There are far too many people who think they are sane. 800,000 people commit suicide every year in the world, according to WHO. That is, in every 40 seconds somebody is choosing death voluntarily in our world. In addition to that, 400,000 people are killed every year by other people. What is interesting is that a lot of these homicides are committed for the sake of noble causes like patriotism, religious beliefs, and ideologies. We aren’t quite a sane species, right?
Insanity is the norm rather than an exception when it comes to human beings. We call it uniqueness. That’s fine too. The world would be an absolutely boring place with too many perfectly sane people. Just imagine a world where everyone thinks absolutely logically, rationally. They’d see molecules of hydrogen and oxygen when they see water. They would hear sextant when you say sex. They will say that a body at rest wants to stay at rest but won’t ever rest themselves.

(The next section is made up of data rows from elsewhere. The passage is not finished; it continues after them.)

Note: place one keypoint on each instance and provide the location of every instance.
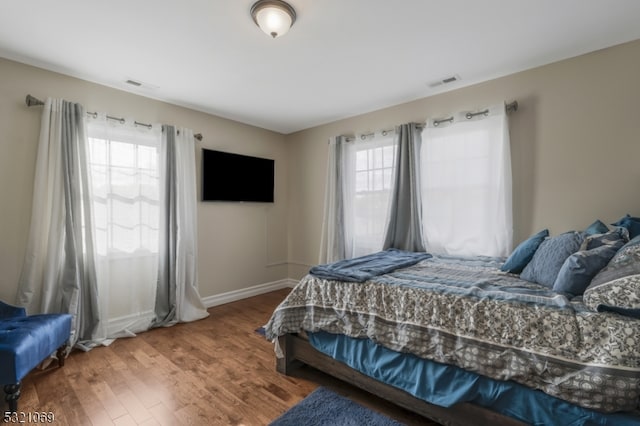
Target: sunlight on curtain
(368, 198)
(124, 169)
(466, 173)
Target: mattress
(466, 313)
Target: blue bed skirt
(447, 385)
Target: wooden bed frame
(298, 351)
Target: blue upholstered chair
(26, 341)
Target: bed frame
(298, 351)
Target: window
(374, 165)
(466, 187)
(124, 173)
(124, 169)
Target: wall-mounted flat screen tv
(235, 177)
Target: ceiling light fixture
(274, 17)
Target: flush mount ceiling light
(274, 17)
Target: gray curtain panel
(78, 276)
(404, 230)
(59, 272)
(334, 244)
(166, 304)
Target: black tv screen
(235, 177)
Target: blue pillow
(580, 268)
(596, 227)
(523, 254)
(632, 224)
(549, 258)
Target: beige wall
(240, 245)
(575, 146)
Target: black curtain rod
(33, 101)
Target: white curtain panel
(58, 273)
(189, 303)
(369, 176)
(357, 196)
(124, 166)
(466, 174)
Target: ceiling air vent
(447, 80)
(140, 84)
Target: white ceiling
(341, 58)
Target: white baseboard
(232, 296)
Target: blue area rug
(323, 407)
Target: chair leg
(12, 393)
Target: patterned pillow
(523, 254)
(550, 256)
(617, 287)
(596, 227)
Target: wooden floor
(214, 371)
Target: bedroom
(576, 116)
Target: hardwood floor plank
(216, 371)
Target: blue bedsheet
(362, 268)
(447, 385)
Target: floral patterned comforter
(467, 313)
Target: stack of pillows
(601, 265)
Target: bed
(461, 341)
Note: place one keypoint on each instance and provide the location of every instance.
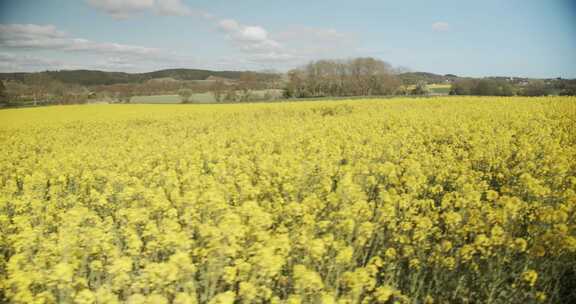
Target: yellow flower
(530, 277)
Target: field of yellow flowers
(441, 200)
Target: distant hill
(92, 77)
(415, 77)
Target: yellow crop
(442, 200)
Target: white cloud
(440, 26)
(33, 36)
(122, 9)
(24, 63)
(248, 38)
(22, 39)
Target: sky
(525, 38)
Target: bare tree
(360, 77)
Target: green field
(196, 98)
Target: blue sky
(531, 38)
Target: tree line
(353, 77)
(502, 87)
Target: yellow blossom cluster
(440, 200)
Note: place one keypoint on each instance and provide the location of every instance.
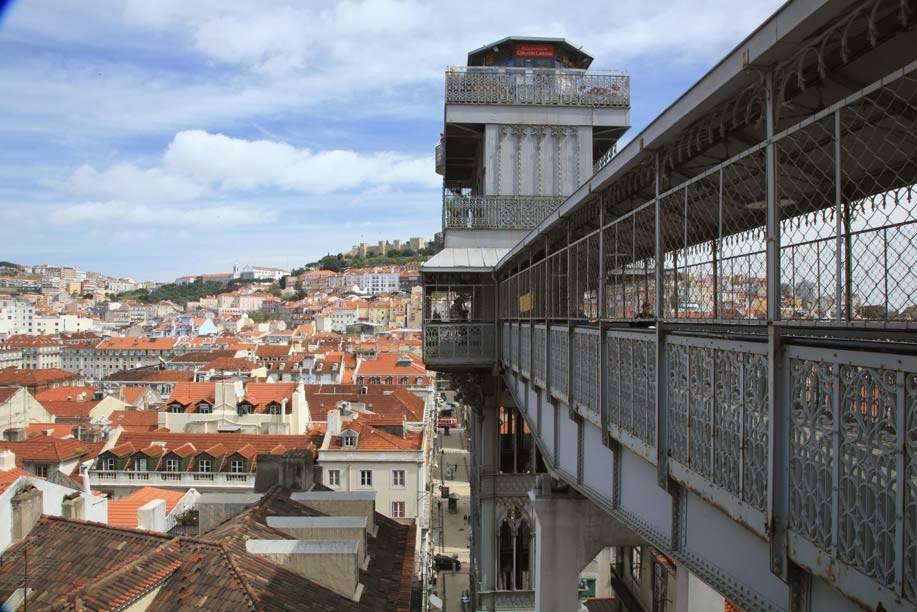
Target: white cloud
(129, 183)
(234, 163)
(126, 213)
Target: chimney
(325, 528)
(25, 508)
(331, 563)
(342, 503)
(334, 423)
(7, 460)
(73, 507)
(152, 516)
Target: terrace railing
(497, 211)
(541, 86)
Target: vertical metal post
(662, 438)
(717, 244)
(603, 314)
(901, 481)
(838, 219)
(778, 411)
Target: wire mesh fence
(842, 192)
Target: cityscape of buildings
(677, 375)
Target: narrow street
(454, 540)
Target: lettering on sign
(534, 50)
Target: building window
(636, 563)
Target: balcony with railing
(496, 212)
(537, 86)
(197, 480)
(459, 326)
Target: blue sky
(159, 138)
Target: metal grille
(468, 341)
(585, 393)
(811, 450)
(848, 439)
(538, 349)
(559, 355)
(631, 367)
(718, 414)
(493, 85)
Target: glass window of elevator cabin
(530, 54)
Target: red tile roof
(64, 409)
(373, 439)
(123, 512)
(135, 420)
(54, 430)
(187, 393)
(231, 364)
(34, 377)
(45, 449)
(8, 477)
(137, 344)
(66, 393)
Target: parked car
(445, 562)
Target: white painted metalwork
(548, 86)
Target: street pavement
(456, 533)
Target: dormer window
(349, 439)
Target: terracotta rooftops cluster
(88, 566)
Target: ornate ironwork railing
(440, 157)
(497, 211)
(461, 342)
(506, 600)
(524, 86)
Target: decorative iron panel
(459, 342)
(868, 475)
(514, 86)
(755, 430)
(910, 495)
(559, 355)
(718, 415)
(538, 365)
(677, 401)
(585, 393)
(811, 450)
(497, 211)
(631, 377)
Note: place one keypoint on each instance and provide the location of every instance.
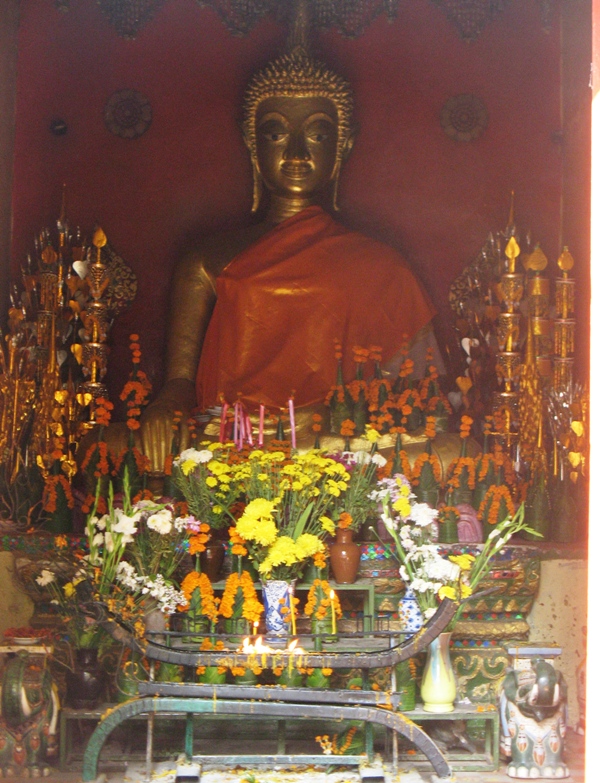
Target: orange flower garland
(345, 520)
(251, 607)
(208, 604)
(198, 541)
(50, 497)
(347, 428)
(462, 468)
(489, 510)
(423, 459)
(237, 542)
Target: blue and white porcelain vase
(409, 614)
(277, 600)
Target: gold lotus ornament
(508, 331)
(511, 289)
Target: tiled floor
(134, 771)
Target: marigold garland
(489, 510)
(461, 473)
(425, 459)
(345, 521)
(251, 606)
(102, 412)
(197, 542)
(237, 542)
(208, 604)
(50, 498)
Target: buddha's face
(296, 145)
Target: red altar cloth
(283, 302)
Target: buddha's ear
(257, 186)
(244, 130)
(349, 143)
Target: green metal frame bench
(371, 707)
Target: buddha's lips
(296, 170)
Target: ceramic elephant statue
(29, 718)
(534, 724)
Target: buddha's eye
(273, 131)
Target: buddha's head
(297, 126)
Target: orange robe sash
(283, 302)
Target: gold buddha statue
(255, 312)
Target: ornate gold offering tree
(52, 362)
(518, 343)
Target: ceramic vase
(438, 686)
(155, 621)
(277, 595)
(344, 557)
(85, 684)
(410, 617)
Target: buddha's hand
(158, 427)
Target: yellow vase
(438, 687)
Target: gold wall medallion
(128, 114)
(464, 117)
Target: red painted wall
(406, 182)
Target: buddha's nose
(296, 148)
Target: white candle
(292, 422)
(261, 426)
(333, 619)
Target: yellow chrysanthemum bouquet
(288, 500)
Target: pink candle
(292, 422)
(224, 410)
(261, 426)
(248, 425)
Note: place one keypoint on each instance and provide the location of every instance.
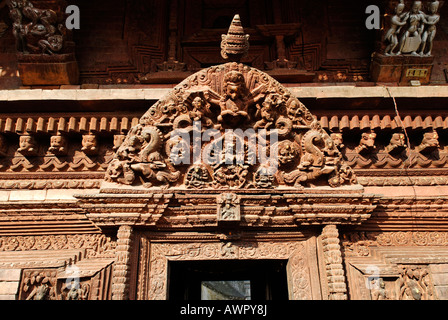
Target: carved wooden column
(337, 288)
(122, 267)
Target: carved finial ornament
(235, 44)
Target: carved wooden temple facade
(153, 147)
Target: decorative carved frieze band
(337, 288)
(295, 252)
(359, 243)
(193, 209)
(95, 245)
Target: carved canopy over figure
(229, 126)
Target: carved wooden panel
(302, 268)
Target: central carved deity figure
(232, 115)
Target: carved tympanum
(229, 126)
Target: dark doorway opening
(228, 280)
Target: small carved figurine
(430, 142)
(397, 143)
(338, 140)
(27, 146)
(430, 31)
(58, 145)
(397, 21)
(89, 144)
(118, 140)
(367, 142)
(228, 207)
(411, 39)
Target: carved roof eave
(197, 209)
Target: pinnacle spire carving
(235, 44)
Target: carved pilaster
(122, 267)
(337, 289)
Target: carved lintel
(336, 280)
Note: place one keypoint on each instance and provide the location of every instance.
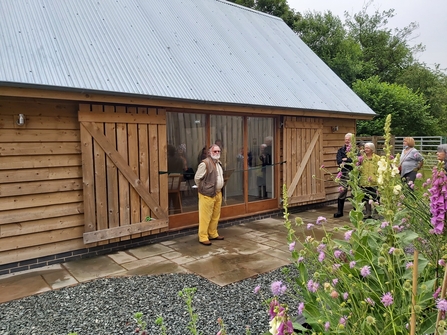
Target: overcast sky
(430, 14)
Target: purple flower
(348, 235)
(278, 288)
(321, 220)
(312, 286)
(292, 246)
(441, 304)
(321, 247)
(365, 271)
(369, 301)
(384, 224)
(387, 299)
(321, 257)
(436, 294)
(336, 266)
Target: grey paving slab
(93, 268)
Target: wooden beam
(127, 230)
(172, 103)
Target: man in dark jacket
(343, 162)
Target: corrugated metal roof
(198, 50)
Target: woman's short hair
(371, 146)
(442, 147)
(410, 141)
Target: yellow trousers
(209, 214)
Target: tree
(384, 53)
(410, 116)
(432, 83)
(326, 35)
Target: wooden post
(414, 291)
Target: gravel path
(107, 306)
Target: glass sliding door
(261, 150)
(186, 134)
(227, 132)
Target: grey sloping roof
(195, 50)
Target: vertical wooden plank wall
(41, 200)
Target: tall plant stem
(442, 295)
(415, 291)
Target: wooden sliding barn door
(303, 153)
(123, 148)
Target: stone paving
(249, 249)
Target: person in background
(368, 176)
(210, 181)
(441, 154)
(223, 153)
(411, 161)
(343, 162)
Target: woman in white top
(411, 161)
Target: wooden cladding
(303, 153)
(121, 160)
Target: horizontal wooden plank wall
(41, 199)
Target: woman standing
(368, 176)
(411, 161)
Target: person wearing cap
(411, 161)
(210, 181)
(441, 154)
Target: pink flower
(321, 220)
(436, 294)
(387, 299)
(365, 271)
(312, 286)
(441, 304)
(348, 235)
(369, 301)
(292, 246)
(321, 257)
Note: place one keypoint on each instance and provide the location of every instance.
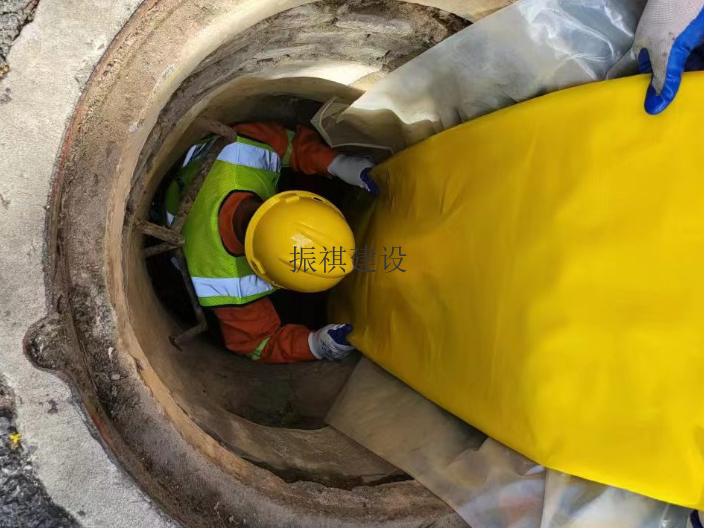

Let us admit it: we are all insane. Most of us. We don’t go by reason usually. We go by our emotions. Sentiments. Oh my! Aren’t our sentiments touchy! Make a joke about someone’s fetish and watch the hell break loose. You don’t even have to crack a joke really. People are just waiting to get hurt, it looks like.
Psychologist Albert Ellis tells us that our belief systems create most of the problems. We harbour a lot of insane beliefs which are thrust into our bloodstream by vested interests. Those people who rammed an airplane into the World Trade Centre thought themselves to be saints. Hitler regarded himself as the saviour of a whole race. Millions and millions of people have been brutally done away with in the name of gods, holy cows, and even philosophical abstractions like socialism.
How do we solve this problem?
First of all, we can’t solve the other people’s problems. We can only cure our own insanities. A lot of gods came to save mankind and failed miserably. There’s a Christian hymn that I was taught as a child. One day at a time, sweet Jesus – that was the title of the hymn. Towards the end it asks Jesus: “Do you remember / When you walked among men? / Well, Jesus, you know / If you’re looking below / It’s worse now than then…”
Neither Jesus nor Krishna, neither the Buddha nor the Prophet, redeemed the world. The world became worse and worse as years went by though the number of gods burgeoned insanely. If gods and their men couldn’t save the world, how can you and me – ordinary mortals – hope to? Let us save ourselves. How?
Change our belief systems. Question our beliefs and we are quite likely to find that most of them are insane, irrational, silly, absurd. Our dysfunctional personalities are products of those beliefs. Tragically, those beliefs rule the world. They always did. They had priests and high-priests. They had political defenders. They had deadly weapons of defence.
Do you want to be sane? It’s possible. Really. Here are some tips.
1. Fully acknowledge that you are largely responsible for your own emotional problems. Okay, I know that the skyrocketing prices of things and your government’s malignance or many other such things are beyond your control. True. We need to accept many things which are beyond our control and see what we can do about them. Maybe, endure them until the right opportunity comes along. Or create that opportunity. For the most part, quite many of our problems are our own making.
2. You need to accept the notion that you have the ability to change a lot of things significantly. You can’t change the petrol price. But you can change your driving habit. You can change your car. You can even change your country. Well, explore all possible and viable options.
3. When it comes to psychological problems, we need to recognise that our emotions are by and large products of our irrational beliefs. Look at those beliefs in the face. See them clearly. Challenge them.
4. Understand that action is what will redeem you. Not prayers. Not gods and godmen. Not politicians. Your own actions. Your determination, your grit, your perseverance. Put your hand to the pickaxe. And don’t turn back.
“Stop it, and give yourself a chance,” as Aaron Beck (psychologist) said.